海江田経産相が玄海町を訪れて、町長に玄海原発の再稼働へ協力を要請した。町長の要求に応えて、国が安全性は補償すると返答した。海江田は何の根拠を示したか解らない。単なる口約束である。町長も知事も容認へと傾いた。
今回の、あるいはこれまでの原発行政を見れば解ることであるが、原発推進のためなら国は何でもやってきた。金はばら撒くし嘘もつく。脅しもやれば自治体を恫喝させる。知事さえ貶めることもやってきた。
海江田は経済評論家であり、新自由主義者でもある。この男は、産業の停滞の方を優先課題と考えている。

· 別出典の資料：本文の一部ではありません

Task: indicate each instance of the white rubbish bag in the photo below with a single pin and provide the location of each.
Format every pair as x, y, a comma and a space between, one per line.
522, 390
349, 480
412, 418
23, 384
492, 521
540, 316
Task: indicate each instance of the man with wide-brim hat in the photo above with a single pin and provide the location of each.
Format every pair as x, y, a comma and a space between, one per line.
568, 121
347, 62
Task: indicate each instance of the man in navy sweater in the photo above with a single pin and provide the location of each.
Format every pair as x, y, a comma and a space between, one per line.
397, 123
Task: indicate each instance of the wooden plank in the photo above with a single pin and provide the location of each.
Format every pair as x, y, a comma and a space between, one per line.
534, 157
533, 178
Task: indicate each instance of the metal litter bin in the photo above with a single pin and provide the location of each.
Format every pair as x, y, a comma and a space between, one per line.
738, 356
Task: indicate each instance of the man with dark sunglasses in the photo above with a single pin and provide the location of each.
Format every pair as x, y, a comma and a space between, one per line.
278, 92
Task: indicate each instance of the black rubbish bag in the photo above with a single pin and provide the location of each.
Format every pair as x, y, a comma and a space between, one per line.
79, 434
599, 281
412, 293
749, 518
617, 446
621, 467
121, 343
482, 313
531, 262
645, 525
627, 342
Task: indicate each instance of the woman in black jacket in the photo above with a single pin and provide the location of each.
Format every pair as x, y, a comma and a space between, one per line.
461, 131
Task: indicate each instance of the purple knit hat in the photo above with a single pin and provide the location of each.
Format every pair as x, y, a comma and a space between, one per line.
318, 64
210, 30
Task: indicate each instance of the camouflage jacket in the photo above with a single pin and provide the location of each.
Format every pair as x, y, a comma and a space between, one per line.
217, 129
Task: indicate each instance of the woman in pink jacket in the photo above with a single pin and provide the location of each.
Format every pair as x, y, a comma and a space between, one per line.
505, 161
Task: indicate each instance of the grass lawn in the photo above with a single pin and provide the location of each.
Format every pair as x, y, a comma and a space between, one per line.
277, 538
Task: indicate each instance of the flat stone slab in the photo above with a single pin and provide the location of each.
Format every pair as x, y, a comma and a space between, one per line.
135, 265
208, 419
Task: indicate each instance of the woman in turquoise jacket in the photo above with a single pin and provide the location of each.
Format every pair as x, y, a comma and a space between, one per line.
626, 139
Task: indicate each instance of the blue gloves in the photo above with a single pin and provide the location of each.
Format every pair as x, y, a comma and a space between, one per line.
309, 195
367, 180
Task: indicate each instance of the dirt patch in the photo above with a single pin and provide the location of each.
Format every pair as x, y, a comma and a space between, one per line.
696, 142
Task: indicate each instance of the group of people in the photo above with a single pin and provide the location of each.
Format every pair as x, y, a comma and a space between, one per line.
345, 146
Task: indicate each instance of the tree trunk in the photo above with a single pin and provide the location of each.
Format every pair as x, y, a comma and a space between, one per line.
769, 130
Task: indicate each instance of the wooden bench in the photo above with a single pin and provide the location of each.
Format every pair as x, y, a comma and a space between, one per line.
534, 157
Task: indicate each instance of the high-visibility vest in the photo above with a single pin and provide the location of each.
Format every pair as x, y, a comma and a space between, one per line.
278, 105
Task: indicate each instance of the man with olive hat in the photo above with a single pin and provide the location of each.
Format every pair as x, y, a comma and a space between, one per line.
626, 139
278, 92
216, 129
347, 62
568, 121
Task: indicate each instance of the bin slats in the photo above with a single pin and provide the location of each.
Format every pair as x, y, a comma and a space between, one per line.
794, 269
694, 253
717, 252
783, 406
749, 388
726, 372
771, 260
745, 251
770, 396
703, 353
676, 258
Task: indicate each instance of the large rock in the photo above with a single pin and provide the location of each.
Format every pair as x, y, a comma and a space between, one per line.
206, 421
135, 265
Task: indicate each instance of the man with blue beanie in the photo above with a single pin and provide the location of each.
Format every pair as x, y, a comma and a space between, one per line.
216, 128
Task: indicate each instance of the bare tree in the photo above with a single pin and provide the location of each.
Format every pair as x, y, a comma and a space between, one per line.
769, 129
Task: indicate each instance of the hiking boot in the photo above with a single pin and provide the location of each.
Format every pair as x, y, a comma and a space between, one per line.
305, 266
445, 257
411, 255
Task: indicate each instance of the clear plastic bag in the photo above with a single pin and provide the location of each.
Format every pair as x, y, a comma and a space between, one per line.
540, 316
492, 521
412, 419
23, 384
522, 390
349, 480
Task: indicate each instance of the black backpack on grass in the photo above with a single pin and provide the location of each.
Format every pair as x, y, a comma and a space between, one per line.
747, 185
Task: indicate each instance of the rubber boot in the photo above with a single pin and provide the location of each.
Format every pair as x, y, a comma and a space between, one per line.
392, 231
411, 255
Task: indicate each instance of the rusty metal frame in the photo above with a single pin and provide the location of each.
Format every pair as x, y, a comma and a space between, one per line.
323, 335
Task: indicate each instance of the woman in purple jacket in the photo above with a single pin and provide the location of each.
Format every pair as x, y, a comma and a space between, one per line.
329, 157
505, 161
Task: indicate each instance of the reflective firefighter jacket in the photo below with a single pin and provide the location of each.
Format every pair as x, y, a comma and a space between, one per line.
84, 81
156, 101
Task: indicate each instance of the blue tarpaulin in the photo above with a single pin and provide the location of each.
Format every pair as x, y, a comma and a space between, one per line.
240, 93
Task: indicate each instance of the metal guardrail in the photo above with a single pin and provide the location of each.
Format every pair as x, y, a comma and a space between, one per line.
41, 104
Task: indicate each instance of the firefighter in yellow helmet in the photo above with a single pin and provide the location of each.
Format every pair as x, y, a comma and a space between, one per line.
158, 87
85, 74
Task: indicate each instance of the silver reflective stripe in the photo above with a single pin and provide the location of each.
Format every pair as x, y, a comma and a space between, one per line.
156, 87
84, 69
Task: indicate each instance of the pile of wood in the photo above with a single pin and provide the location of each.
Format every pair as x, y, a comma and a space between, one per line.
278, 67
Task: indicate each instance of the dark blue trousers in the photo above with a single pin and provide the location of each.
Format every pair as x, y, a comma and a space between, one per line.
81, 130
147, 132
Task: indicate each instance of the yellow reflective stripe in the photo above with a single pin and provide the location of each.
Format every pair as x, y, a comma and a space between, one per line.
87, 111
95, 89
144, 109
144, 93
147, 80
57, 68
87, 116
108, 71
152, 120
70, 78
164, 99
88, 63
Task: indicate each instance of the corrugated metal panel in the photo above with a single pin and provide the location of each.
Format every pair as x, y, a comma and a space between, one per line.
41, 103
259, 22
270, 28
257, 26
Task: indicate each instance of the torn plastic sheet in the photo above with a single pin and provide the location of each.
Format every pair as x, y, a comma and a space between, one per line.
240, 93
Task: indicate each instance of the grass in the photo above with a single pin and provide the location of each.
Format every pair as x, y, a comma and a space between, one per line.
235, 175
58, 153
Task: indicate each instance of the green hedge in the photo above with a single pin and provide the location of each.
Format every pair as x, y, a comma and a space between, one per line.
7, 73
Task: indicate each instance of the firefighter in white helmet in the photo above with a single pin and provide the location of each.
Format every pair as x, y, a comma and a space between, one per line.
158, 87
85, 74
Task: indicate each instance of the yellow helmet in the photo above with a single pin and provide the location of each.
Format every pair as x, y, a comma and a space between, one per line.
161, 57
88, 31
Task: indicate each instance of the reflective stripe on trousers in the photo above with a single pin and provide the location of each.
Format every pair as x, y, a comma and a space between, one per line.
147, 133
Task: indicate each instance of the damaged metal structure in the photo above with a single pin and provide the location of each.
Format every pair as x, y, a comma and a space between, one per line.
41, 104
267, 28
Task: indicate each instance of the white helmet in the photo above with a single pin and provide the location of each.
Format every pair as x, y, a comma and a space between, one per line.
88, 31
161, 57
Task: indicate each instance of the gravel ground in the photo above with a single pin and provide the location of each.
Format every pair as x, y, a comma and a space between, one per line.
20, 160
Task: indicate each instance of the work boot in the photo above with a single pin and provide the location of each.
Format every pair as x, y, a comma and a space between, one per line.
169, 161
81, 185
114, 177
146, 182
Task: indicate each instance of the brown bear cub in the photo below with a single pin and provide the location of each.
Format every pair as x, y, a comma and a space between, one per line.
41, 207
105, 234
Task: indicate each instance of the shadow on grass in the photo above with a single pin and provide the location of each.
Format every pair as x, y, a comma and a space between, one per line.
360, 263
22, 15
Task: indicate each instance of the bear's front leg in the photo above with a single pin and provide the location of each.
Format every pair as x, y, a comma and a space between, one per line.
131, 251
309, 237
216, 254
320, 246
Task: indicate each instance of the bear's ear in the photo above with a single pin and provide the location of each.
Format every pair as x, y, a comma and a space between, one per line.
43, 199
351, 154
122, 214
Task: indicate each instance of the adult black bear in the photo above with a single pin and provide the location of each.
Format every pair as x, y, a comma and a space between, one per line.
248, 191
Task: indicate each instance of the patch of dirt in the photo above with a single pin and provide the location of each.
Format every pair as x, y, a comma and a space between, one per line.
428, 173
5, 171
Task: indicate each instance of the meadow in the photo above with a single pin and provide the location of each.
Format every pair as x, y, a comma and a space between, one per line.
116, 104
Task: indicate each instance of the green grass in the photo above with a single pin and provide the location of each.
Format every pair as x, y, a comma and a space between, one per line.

この二日間で行われた、電力会社の株主総会では、個人投資家たちの悲痛な声が沢山上がっていた。各総会の会場では、人的には脱原発が圧倒していたようである。しかし、基幹投資家は圧倒的な株数を誇っている。
どの会場も原発については大いに論議があったようであり、そのことは評価しなければならない。しかし、結局は原子力行政は多大の金を地域に落とし、地域は潤うし産業は安価な電力を得ることになる。
政権与党の民主党内でも、脱原発へと動いた人たちも大勢いる。政党としての態度も決めかねている。そんな中で、菅首相は脱原発を旗印にしようとしているような、いないような解散含みの発言である。
しかし、現実には日本は原発再稼働へと大きく舵を切りなおしたと言える。世界中にショックを与えた、福島原発事故である。ドイツやイタリアやスイスは脱原発を決め、フランスもイギリスもアメリカも論議をまき起こしている。中国もインドも当惑しながらも、原発稼働へと恐る恐る歩もうとしている。
こうして見ると、福島原発事故で最もショックを受けていないのは、日本の政界と産業界ではないだろうか。ヘンな国である。